The Director’s Cut


To mark the start of the new calendar year, there has been an outpouring of advertisements for new diets and lifestyles, holidays in the sun, financial planning products and so much more. It seems like a good moment to stop and think what 2022 might really mean for us.

To start with what’s close to home, you will have noticed that New Directions has had its own facelift. We hope you like the new presentation but do let us know if you think any improvements can be made. The contact details are as below. 
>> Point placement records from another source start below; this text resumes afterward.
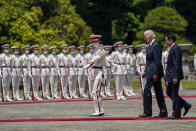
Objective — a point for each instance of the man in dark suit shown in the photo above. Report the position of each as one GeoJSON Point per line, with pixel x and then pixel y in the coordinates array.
{"type": "Point", "coordinates": [153, 74]}
{"type": "Point", "coordinates": [174, 74]}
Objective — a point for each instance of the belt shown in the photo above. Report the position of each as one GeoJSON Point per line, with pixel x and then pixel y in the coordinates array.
{"type": "Point", "coordinates": [35, 66]}
{"type": "Point", "coordinates": [63, 66]}
{"type": "Point", "coordinates": [97, 67]}
{"type": "Point", "coordinates": [120, 64]}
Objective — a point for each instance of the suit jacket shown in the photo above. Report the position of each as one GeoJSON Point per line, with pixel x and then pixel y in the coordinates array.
{"type": "Point", "coordinates": [153, 61]}
{"type": "Point", "coordinates": [174, 64]}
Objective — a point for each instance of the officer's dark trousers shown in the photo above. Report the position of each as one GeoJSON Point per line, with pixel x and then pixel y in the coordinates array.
{"type": "Point", "coordinates": [159, 96]}
{"type": "Point", "coordinates": [177, 101]}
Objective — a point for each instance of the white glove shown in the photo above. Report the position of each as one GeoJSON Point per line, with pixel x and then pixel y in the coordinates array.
{"type": "Point", "coordinates": [59, 74]}
{"type": "Point", "coordinates": [30, 75]}
{"type": "Point", "coordinates": [86, 67]}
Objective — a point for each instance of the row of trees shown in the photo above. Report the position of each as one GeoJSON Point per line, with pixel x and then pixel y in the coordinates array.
{"type": "Point", "coordinates": [127, 19]}
{"type": "Point", "coordinates": [51, 22]}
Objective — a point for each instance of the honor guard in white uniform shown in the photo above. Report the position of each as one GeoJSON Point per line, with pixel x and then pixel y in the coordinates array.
{"type": "Point", "coordinates": [81, 74]}
{"type": "Point", "coordinates": [35, 63]}
{"type": "Point", "coordinates": [140, 65]}
{"type": "Point", "coordinates": [195, 61]}
{"type": "Point", "coordinates": [131, 66]}
{"type": "Point", "coordinates": [125, 90]}
{"type": "Point", "coordinates": [64, 71]}
{"type": "Point", "coordinates": [45, 73]}
{"type": "Point", "coordinates": [73, 78]}
{"type": "Point", "coordinates": [119, 61]}
{"type": "Point", "coordinates": [88, 57]}
{"type": "Point", "coordinates": [54, 72]}
{"type": "Point", "coordinates": [108, 70]}
{"type": "Point", "coordinates": [97, 63]}
{"type": "Point", "coordinates": [26, 71]}
{"type": "Point", "coordinates": [6, 68]}
{"type": "Point", "coordinates": [16, 72]}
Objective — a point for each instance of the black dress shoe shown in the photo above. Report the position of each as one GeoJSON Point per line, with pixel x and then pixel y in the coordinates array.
{"type": "Point", "coordinates": [173, 117]}
{"type": "Point", "coordinates": [145, 115]}
{"type": "Point", "coordinates": [161, 115]}
{"type": "Point", "coordinates": [187, 109]}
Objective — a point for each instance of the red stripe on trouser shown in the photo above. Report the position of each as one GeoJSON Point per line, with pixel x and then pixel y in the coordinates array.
{"type": "Point", "coordinates": [98, 95]}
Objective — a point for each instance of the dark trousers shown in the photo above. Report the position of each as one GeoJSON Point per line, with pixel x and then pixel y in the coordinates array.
{"type": "Point", "coordinates": [177, 102]}
{"type": "Point", "coordinates": [159, 96]}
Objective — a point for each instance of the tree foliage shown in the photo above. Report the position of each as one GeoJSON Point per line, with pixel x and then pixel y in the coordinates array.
{"type": "Point", "coordinates": [41, 22]}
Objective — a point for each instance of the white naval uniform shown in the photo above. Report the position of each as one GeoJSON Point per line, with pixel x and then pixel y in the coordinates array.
{"type": "Point", "coordinates": [98, 59]}
{"type": "Point", "coordinates": [108, 74]}
{"type": "Point", "coordinates": [6, 70]}
{"type": "Point", "coordinates": [88, 57]}
{"type": "Point", "coordinates": [26, 75]}
{"type": "Point", "coordinates": [131, 65]}
{"type": "Point", "coordinates": [119, 61]}
{"type": "Point", "coordinates": [45, 76]}
{"type": "Point", "coordinates": [140, 66]}
{"type": "Point", "coordinates": [16, 75]}
{"type": "Point", "coordinates": [73, 78]}
{"type": "Point", "coordinates": [54, 75]}
{"type": "Point", "coordinates": [81, 74]}
{"type": "Point", "coordinates": [35, 63]}
{"type": "Point", "coordinates": [64, 73]}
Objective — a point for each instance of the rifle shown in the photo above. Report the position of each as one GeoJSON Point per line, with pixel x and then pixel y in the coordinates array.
{"type": "Point", "coordinates": [2, 96]}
Even closer to home, I have had neighbours and visitors ask me what the chalk marks ‘20 + C + M + B + 22’ above my front door could possibly mean. One guess was some sort of an instruction to utility companies and another a mathematical equation which needed solving. The reactions have been bemused rather than hostile, and the explanation has been received with polite interest. 
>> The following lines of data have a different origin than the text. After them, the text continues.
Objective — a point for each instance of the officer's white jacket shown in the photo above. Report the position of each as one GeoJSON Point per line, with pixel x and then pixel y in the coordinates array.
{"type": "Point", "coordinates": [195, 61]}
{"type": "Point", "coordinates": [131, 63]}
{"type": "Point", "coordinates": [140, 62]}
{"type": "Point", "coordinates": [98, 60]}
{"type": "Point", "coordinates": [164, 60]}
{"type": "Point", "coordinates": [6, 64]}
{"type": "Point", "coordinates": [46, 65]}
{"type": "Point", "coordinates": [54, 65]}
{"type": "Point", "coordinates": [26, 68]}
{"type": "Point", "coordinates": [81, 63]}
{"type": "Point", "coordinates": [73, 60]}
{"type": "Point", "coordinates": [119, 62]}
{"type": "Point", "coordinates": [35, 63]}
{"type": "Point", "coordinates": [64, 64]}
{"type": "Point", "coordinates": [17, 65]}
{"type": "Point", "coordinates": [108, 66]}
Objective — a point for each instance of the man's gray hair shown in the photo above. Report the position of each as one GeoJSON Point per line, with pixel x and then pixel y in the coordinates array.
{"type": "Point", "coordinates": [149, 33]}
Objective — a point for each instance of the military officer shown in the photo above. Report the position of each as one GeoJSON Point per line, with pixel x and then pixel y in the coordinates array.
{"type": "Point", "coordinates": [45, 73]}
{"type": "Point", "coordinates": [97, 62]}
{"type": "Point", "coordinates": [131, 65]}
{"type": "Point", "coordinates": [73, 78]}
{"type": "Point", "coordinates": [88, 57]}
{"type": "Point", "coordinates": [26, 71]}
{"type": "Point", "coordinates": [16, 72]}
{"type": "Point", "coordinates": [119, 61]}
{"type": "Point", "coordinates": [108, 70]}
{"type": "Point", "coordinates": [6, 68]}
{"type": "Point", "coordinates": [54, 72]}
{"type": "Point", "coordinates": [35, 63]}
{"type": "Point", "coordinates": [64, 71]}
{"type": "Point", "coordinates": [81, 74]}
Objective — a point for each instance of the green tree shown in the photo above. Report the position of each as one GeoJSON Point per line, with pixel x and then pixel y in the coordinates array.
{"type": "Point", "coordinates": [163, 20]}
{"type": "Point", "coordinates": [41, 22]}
That thought brings me on to what we as Christians of our tradition can do in 2022 which says something of our priorities and which we can share with us others as a means of explaining what we stand for. You will be glad to hear the list is mercifully short and comprises two items.

Firstly, Her Majesty the Queen will celebrate the Platinum Jubilee of her accession to the throne just as this edition of New Directions arrives on your doormat, with some of the civic celebrations planned for a special holiday period in early June. We should give thanks to God for the remarkable service and witness of Queen Elizabeth II, noting the fortitude she has displayed over many decades of public service, often in tumultuous and challenging circumstances. 

It is so refreshing that someone in the very highest echelons of our society has the strength of character and integrity to speak with conviction and sincerity about their Christian faith. Her Majesty the Queen has done exactly this and we should give thanks for that in our churches and in our cities, towns and villages throughout the land. 

Queen Elizabeth and her father King George were both very familiar with the following lines of poetry at a time of crisis for this country and they still act as a source of great inspiration:

‘And I said to the man who stood at the gate of the year: “Give me a light that I may tread safely into the unknown”. And he replied: “Go out into the darkness and put your hand into the Hand of God. That shall be to you better than light and safer than a known way”.’

Secondly, the Shrine of our Lady of Walsingham celebrates this year the centenary of its restoration with a Year of Jubilee. On 6 July 1922, the people of Walsingham, led by Fr Alfred Hope Patten, the parish priest, carried into their parish church a replica of an ancient carved image of Our Lady. We give thanks to God for Fr Hope Patten’s remarkable vision and witness and for all those who supported him in that endeavour, and who continue that work still today.

This Year of Jubilee has, as you would expect, a full programme of events which is published elsewhere in this edition of New Directions but we should particularly note the Walsingham Festivals being held in Exeter Cathedral (21 May), Blackburn Cathedral (18 June) and in Durham Cathedral (15 October). Among other things, these Festivals represent an excellent antidote to the charge that too much of what we do is focused on London and the south-east. 

There are so many other ways in which we can support the Shrine at Walsingham – we can visit it, we can stay at it, we can buy its merchandise, we can become a member, and we can donate to it. And, most importantly, we can pray for the Shrine, for all who work and volunteer there, and for all who go on pilgrimage there seeking God’s blessing.


Pray, O Holy Mother of God, for the conversion of England, restoration of the sick, consolation for the afflicted, repentance of sinners, peace to the departed. O Blessed Mary, Mother of God, Our Lady of Walsingham, intercede for us. Amen.


This column has previously referred to the Shrine at Walsingham as ‘the jewel in the crown’ of our movement. That phrase seems a fitting way in which to draw together the two strands of this month’s column. I wish you a happy and holy 2022, and much to which we can all look forward.